GLP-1 RAs are not mainly eliminated by hepatic metabolism [9]. No clinical study has shown prominent hepatotoxicity with GLP-1 RA use [25]. Our study also showed no significant association between GLP-1 RA use and hepatic failure. However, it showed that GLP-1 RA use was associated with a lower risk of liver-related mortality. Simon et al. conducted a cohort study showing that GLP-1 RA use was associated with a lower risk of cirrhotic decompensation than DPP-4 inhibitors or sulfonylureas in patients with liver cirrhosis [26]. GLP-1 RA use might reduce the risk of hepatic complications or cirrhotic decompensation in our patients after enrolment and reduce the risk of liver-related death. However, because the incidence of liver-related death, hepatic failure, and hepatocellular carcinoma is low in this study, the results regarding liver-related death, hepatic failure, and hepatocellular carcinoma should be interpreted with extreme caution.

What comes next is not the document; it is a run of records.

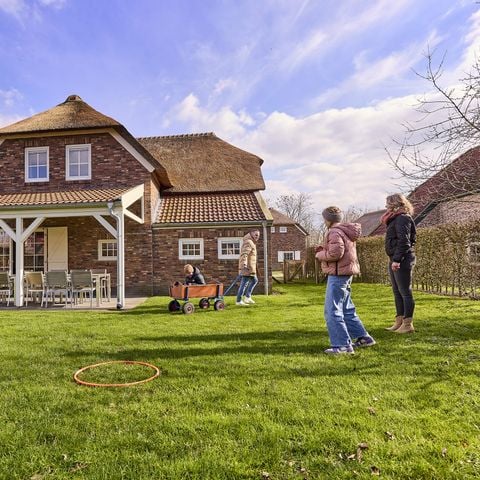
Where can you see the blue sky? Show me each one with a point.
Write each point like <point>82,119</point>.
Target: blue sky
<point>316,88</point>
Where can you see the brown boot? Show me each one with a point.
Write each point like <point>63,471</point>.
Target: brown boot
<point>407,326</point>
<point>397,324</point>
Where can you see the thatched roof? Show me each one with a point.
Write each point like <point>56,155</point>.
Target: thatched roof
<point>75,114</point>
<point>370,222</point>
<point>205,163</point>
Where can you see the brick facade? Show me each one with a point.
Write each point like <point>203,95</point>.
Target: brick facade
<point>151,255</point>
<point>168,268</point>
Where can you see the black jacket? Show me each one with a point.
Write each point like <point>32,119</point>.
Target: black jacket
<point>400,237</point>
<point>195,278</point>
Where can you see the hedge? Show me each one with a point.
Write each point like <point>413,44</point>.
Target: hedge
<point>448,260</point>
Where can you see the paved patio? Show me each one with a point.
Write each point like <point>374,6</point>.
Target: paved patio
<point>130,303</point>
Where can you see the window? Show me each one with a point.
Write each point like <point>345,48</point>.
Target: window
<point>36,164</point>
<point>190,248</point>
<point>107,249</point>
<point>229,248</point>
<point>79,160</point>
<point>4,252</point>
<point>34,252</point>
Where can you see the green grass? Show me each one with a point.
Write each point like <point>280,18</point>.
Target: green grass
<point>243,393</point>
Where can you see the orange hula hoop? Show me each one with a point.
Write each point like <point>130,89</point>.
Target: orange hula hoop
<point>126,362</point>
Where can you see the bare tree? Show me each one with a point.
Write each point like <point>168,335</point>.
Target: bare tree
<point>447,125</point>
<point>298,206</point>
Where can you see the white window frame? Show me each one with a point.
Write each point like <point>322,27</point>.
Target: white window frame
<point>229,256</point>
<point>29,150</point>
<point>100,250</point>
<point>472,261</point>
<point>182,241</point>
<point>70,148</point>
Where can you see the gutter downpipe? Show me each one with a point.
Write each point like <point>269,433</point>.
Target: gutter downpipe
<point>265,258</point>
<point>116,211</point>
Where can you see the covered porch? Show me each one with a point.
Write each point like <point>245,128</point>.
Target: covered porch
<point>25,217</point>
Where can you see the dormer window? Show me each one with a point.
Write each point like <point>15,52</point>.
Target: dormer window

Cardiovascular disease is the major complication and cause of death in patients with T2D or NAFLD [1, 27]. In patients with NAFLD, higher inflammatory scores have a higher risk of cardiovascular disease [24, 27]. The cardiovascular outcome trials of GLP-1 RAs demonstrated that GLP-1 RAs could significantly reduce the risk of major adverse cardiovascular events and cardiovascular mortality in patients with T2D [9]. Our study also revealed that GLP-1 RA use was associated with a significantly lower risk of cardiovascular diseases and cardiovascular mortality than GLP-1 RA no-use in patients with T2D and without viral hepatitis. GLP-1 RAs may reduce the risk of cardiovascular morbidity and mortality by improving dyslipidemia, lowering blood pressure, and modifying the process of atherosclerosis [10, 27, 28].

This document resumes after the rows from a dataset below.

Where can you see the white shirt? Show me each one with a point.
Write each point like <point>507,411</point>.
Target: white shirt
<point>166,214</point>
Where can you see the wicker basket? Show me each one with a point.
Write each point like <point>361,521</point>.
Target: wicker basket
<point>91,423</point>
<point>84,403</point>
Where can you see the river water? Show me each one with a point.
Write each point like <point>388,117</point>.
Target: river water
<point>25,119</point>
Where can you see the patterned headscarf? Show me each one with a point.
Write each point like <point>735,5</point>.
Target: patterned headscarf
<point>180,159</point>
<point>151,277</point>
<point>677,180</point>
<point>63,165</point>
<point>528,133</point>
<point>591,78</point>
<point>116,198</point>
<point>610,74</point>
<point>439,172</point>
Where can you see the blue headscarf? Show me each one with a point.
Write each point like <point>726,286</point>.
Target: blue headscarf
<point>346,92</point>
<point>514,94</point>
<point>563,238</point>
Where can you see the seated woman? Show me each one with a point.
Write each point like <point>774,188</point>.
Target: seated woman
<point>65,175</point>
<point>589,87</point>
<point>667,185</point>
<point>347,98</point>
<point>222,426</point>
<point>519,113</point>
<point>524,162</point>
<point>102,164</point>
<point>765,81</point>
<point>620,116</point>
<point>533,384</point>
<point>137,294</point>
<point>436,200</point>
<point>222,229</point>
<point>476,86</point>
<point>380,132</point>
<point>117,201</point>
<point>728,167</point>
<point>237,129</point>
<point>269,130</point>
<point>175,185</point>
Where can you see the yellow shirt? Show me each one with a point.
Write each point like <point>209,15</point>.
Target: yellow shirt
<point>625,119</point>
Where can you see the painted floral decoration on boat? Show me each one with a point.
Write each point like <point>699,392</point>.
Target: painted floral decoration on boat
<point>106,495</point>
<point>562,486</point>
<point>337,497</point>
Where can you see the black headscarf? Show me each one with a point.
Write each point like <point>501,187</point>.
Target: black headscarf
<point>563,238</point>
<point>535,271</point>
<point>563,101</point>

Nonalcoholic fatty liver disease, especially nonalcoholic steatohepatitis, has a higher liver-related and overall mortality risk than the general population [1, 3]. Randomized studies have shown that GLP-1 RAs could reduce the risk of all-cause mortality compared to a placebo in patients with T2D [28]. Our results also demonstrated that GLP-1 RA use was associated with a lower risk of all-cause mortality compared to no-use of GLP-1 RAs in patients with T2D and without viral hepatitis, which may be attributable to the reduced risks of cardiovascular events, and liver-related and cardiovascular mortality with GLP-1 RA use in this study.

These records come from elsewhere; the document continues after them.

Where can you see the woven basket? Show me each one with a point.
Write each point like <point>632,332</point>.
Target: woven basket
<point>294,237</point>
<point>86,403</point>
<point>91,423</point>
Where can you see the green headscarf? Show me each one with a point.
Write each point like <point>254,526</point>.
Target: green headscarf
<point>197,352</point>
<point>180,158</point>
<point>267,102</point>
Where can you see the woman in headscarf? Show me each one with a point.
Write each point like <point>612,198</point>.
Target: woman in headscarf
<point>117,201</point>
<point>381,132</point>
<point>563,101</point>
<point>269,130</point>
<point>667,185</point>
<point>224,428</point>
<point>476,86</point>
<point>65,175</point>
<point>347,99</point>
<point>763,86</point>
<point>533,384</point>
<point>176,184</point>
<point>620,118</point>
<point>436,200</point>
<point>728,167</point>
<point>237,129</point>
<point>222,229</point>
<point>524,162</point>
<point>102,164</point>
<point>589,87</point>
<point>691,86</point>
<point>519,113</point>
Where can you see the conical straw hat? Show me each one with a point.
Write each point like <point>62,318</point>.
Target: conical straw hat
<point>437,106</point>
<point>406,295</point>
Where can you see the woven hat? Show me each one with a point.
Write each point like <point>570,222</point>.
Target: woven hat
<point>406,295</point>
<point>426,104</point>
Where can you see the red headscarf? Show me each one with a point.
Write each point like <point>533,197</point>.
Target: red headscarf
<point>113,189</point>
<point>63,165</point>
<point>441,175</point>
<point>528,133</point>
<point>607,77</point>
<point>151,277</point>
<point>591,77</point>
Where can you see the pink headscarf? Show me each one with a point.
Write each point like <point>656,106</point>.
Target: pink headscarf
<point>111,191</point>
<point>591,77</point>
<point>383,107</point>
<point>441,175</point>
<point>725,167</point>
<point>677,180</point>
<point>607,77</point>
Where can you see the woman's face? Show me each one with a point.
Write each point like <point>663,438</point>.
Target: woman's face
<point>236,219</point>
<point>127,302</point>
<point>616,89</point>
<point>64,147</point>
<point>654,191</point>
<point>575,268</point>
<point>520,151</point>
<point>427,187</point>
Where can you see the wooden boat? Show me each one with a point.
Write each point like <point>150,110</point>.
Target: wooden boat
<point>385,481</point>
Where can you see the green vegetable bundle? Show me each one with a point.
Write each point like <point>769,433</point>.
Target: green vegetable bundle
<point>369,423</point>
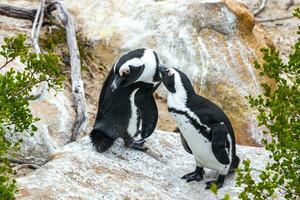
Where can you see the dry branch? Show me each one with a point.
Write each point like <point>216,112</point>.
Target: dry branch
<point>77,84</point>
<point>290,4</point>
<point>274,19</point>
<point>35,33</point>
<point>261,7</point>
<point>23,13</point>
<point>17,12</point>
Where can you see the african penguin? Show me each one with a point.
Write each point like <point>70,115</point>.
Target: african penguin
<point>126,105</point>
<point>206,130</point>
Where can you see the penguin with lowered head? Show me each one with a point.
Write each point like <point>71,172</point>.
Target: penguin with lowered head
<point>126,105</point>
<point>206,131</point>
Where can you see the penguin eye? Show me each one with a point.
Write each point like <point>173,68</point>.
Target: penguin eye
<point>170,71</point>
<point>127,71</point>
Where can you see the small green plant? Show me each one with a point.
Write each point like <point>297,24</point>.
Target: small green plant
<point>15,88</point>
<point>278,111</point>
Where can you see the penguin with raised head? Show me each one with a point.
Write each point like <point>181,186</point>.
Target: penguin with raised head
<point>206,130</point>
<point>126,105</point>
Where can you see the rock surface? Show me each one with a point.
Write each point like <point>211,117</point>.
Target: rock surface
<point>77,171</point>
<point>214,42</point>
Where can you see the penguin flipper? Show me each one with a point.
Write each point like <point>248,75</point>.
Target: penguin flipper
<point>219,134</point>
<point>185,144</point>
<point>148,111</point>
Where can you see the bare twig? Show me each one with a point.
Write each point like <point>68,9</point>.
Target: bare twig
<point>289,4</point>
<point>36,27</point>
<point>35,33</point>
<point>274,19</point>
<point>17,12</point>
<point>261,7</point>
<point>6,63</point>
<point>77,84</point>
<point>23,13</point>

This study has some disadvantages. First, the National Health Insurance database lacked details on smoking habits, diet, physical activity, and family history, which may have affected the results. We tried to balance the baseline characteristics of the study and control groups to increase their comparability. Second, this database lacked details on hemoglobin A1C, glucose, lipid indicators (TC, TG, LDL-c, HDL-c), liver function (ALT, AST), kidney function (CCr, Bun), cardiac function (TnT), imaging, and histopathology results. This limitation prevented us from evaluating the diabetes status and accurately diagnosing and staging NAFLD, NASH, liver fibrosis, and cirrhosis. We used the CCI, DCSI scores, insulin, and the number of oral antidiabetic drugs to evaluate T2D severity. We used the diagnosis of T2D and excluded patients with hepatitis B, hepatitis C infection, and alcohol-related disorders to create a representative cohort of patients with T2D and NAFLD. Third, the participants in this study were mainly of Chinese ethnicity. Therefore, the results may not apply to other ethnic groups. However, our results may provide some important information about the Oriental population. Finally, a cohort study is usually subject to unknown or unobserved confounding factors; therefore, randomized controlled trials are recommended to confirm our results.

Conclusions

Our research showed that GLP-1 RAs could not prevent the development of liver cirrhosis. However, it could reduce the risks of cardiovascular disease, cardiovascular, and overall mortality in patients with type 2 diabetes without viral hepatitis among Taiwan population. GLP-1 RAs may be suitable for patients with type 2 diabetes coexisting with NAFLD. However, more prospective studies and randomized controlled trials are warranted to verify the findings.